Regex: match a substring in all lines, except when the substring is inside the comments section

Here I go:

I am encoding a PHP application and I have a new official domain for it, where all the FAQs are now located. Some of the files in my script include help links in the old FAQ section, so I want to replace them using the new domain.
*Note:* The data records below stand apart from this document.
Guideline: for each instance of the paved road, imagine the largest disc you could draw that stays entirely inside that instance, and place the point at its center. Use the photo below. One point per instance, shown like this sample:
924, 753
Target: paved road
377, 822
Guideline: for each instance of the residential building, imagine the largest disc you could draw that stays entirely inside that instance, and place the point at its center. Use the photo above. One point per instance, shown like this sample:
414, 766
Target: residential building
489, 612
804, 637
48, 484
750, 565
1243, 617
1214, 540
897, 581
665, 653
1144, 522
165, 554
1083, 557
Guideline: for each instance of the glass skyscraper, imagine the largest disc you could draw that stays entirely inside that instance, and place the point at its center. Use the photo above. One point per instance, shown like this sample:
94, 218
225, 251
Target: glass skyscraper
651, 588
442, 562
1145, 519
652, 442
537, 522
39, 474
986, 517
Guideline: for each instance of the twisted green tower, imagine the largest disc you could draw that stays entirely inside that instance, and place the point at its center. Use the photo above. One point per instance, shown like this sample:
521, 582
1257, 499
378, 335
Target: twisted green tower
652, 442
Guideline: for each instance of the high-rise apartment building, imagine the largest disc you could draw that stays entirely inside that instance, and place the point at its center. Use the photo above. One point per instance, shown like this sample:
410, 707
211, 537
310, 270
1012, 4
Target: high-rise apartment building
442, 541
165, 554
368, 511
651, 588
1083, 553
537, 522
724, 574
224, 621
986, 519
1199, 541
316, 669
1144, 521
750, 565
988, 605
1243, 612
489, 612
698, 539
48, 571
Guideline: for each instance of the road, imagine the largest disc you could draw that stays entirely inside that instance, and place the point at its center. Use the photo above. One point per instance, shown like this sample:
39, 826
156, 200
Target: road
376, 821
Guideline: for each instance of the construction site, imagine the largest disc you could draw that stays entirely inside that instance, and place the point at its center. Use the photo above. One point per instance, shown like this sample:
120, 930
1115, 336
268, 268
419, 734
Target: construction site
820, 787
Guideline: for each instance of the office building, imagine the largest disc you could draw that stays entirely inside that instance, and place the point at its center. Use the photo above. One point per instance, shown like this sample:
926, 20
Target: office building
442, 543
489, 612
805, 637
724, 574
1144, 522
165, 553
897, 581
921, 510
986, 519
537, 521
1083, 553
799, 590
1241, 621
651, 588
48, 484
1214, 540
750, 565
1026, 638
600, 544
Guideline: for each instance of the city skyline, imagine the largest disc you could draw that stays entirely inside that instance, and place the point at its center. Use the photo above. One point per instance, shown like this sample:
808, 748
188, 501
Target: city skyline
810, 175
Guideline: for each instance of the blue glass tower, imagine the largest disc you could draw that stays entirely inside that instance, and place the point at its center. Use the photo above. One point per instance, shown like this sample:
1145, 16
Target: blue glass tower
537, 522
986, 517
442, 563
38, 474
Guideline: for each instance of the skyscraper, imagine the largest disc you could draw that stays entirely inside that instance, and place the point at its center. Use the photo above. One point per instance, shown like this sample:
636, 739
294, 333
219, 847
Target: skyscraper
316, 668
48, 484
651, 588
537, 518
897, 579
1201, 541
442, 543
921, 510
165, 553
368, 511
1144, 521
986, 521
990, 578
However, I want the links that link to the old domain to appear only if they are located in the comments or comments block (I still use the old domain for self-reference and other documentation).

So basically, what I want to achieve is a regular expression that works, given the following:

  • Match all occurrences of example.com on all lines *.
  • Does not match the entire string, just the string example.com .
    • If the line starts with // , /* or "*" does not match the example.com instance in that single line (although this may be a problem if the comment block is closed in the same place it was opened).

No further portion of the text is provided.